Glasgow University engineers are providing their drilling expertise to projects that will extract rock samples from the Antarctic and deep beneath extraterrestrial surfaces.
Dr Patrick Harkness and Dr Kevin Worrall from the James Watt School of Engineering are leading the engineering research on a projected titled INCISED which is headed to Antarctica, and the ESA-funded Deeper project to build a collapsible drill for sample collection on other planets.
Led by Durham University and funded by the European Research Council, INCISED will use Glasgow University’s Percussive Rapid Access Isotope Drill (P-RAID) drill technology, which was developed in collaboration with Durham University and the British Antarctic Survey, to take samples of bedrock from underneath the ice sheet.

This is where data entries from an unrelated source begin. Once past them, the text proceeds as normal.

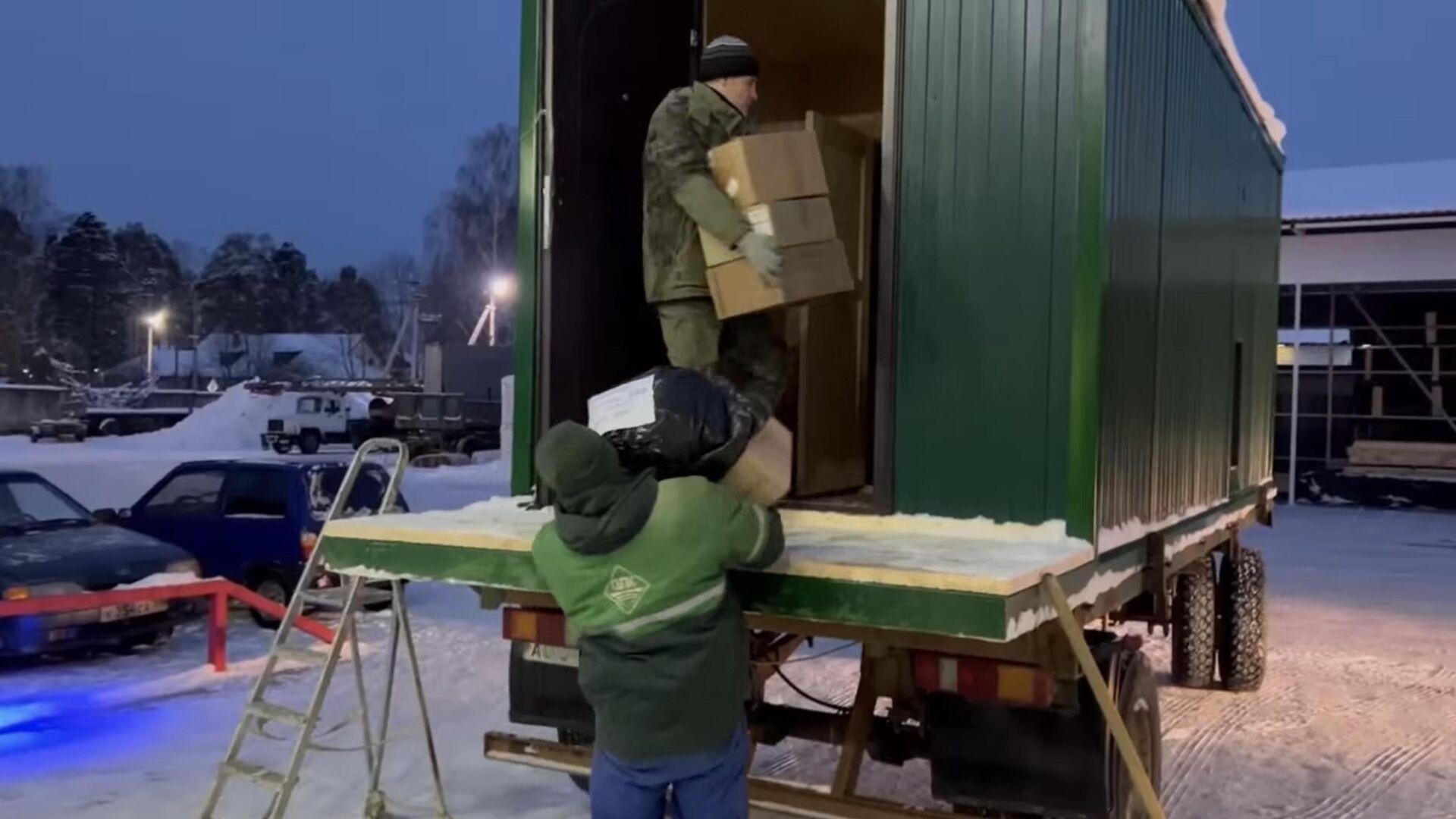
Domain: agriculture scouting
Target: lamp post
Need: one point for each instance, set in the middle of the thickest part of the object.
(500, 290)
(155, 324)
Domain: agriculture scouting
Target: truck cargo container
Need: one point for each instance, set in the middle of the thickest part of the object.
(1060, 369)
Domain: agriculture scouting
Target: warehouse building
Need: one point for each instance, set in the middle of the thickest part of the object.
(1367, 334)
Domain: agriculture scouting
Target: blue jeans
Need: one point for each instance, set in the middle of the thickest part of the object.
(702, 786)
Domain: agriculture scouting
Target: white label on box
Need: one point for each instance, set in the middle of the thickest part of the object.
(622, 407)
(761, 219)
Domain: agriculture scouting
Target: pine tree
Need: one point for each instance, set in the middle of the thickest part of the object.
(353, 306)
(291, 293)
(231, 286)
(86, 297)
(156, 280)
(17, 281)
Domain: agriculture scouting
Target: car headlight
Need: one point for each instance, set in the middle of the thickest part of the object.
(185, 567)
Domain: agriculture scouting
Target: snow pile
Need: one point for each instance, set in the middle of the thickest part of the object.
(234, 422)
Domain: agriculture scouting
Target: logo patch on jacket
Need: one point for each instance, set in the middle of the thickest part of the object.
(625, 589)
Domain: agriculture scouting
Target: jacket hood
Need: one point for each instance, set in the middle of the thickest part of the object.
(599, 504)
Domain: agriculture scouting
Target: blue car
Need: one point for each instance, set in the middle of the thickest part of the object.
(253, 522)
(53, 545)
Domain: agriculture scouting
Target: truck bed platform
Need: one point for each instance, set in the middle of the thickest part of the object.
(959, 579)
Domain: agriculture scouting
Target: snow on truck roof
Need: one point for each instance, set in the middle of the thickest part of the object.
(1370, 191)
(1218, 14)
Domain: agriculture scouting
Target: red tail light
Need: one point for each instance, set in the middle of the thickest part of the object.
(544, 627)
(982, 679)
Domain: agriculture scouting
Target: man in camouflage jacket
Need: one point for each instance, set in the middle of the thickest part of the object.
(679, 196)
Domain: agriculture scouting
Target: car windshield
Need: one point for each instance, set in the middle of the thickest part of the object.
(30, 503)
(324, 485)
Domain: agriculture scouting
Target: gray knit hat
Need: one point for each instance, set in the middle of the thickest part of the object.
(727, 57)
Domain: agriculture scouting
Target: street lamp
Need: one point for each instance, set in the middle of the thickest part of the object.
(500, 289)
(155, 324)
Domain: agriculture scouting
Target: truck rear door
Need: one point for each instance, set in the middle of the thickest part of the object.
(610, 64)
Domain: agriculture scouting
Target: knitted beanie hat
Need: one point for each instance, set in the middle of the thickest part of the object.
(727, 57)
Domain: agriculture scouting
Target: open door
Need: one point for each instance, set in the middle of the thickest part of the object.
(610, 64)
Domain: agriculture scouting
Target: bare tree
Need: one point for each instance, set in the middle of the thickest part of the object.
(394, 278)
(471, 235)
(25, 193)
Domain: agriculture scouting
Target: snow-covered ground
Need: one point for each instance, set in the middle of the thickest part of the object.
(1357, 716)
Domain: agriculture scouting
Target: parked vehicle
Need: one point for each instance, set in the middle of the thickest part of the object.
(73, 428)
(435, 422)
(53, 545)
(316, 419)
(254, 522)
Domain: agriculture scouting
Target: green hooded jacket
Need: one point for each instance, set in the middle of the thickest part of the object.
(679, 193)
(641, 570)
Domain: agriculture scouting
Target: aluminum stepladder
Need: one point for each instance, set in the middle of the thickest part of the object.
(259, 710)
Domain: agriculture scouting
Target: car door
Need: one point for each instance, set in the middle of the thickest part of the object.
(259, 525)
(185, 510)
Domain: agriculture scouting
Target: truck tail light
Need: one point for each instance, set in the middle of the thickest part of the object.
(544, 627)
(982, 679)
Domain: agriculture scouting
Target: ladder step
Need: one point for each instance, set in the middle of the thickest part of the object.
(305, 656)
(277, 713)
(255, 773)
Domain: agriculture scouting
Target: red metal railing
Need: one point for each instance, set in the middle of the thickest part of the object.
(218, 591)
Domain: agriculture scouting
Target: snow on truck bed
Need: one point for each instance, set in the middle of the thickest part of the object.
(900, 550)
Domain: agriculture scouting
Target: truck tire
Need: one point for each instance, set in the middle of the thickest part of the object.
(274, 586)
(1196, 626)
(1136, 692)
(1241, 621)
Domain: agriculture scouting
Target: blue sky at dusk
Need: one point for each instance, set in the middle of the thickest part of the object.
(338, 123)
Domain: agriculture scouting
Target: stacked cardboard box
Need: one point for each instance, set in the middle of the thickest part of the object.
(778, 181)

P-RAID is said to be a rotary-percussive device that can be lowered from the polar surface to the bedrock. According to Glasgow University, the drill’s hammering action is carefully controlled by an autonomous system and uses as little force as possible.
Once the rock samples are returned to the UK, they will undergo isotope analysis at the Scottish Universities Environmental Research Centre (SUERC) in East Kilbride. The results will help scientists to learn more about when the rocks were last exposed by retreating ice, which will improve future climate models and expand understanding on how much sea level rise could be expected in a warmer world.
Working again with the British Antarctic Survey, and in partnership with RolaTube and Apogee Engineering, Project Deeper will see the team create a lightweight, flexible drill-string that can be coiled up inside a rover, like a tape measure, when it is not in use.
When the rover reaches an area of interest, the drill will begin to unspool the flattened drill-string. This material will then reportedly double over itself to create a pipe that can be extended downwards by continuing to rotate the hub. This could allow far deeper drilling than current technology and enable more detailed analysis from further back in time.
In a statement, Dr Harkness said: “Comparing the climate histories of two different planets will allow us to unpick how much climate change is natural, and how much has been driven by industrialisation. The two activities also support one another technologically: ideas originally developed for space can be put to use in the polar regions, and the experience of deployment to those harsh environments helps to mature technology for space.
“We’re glad to be working with our partners on these two projects which expand the scope of both earthbound and space-based rock sampling, and we’re looking forward to getting out into the field in the coming months.”
Both drills will be integrated at Glasgow University, with testing at Saint-Gobain’s Bantycock Quarry in Nottinghamshire next year, with xpeditions to Greenland and Antarctica to follow.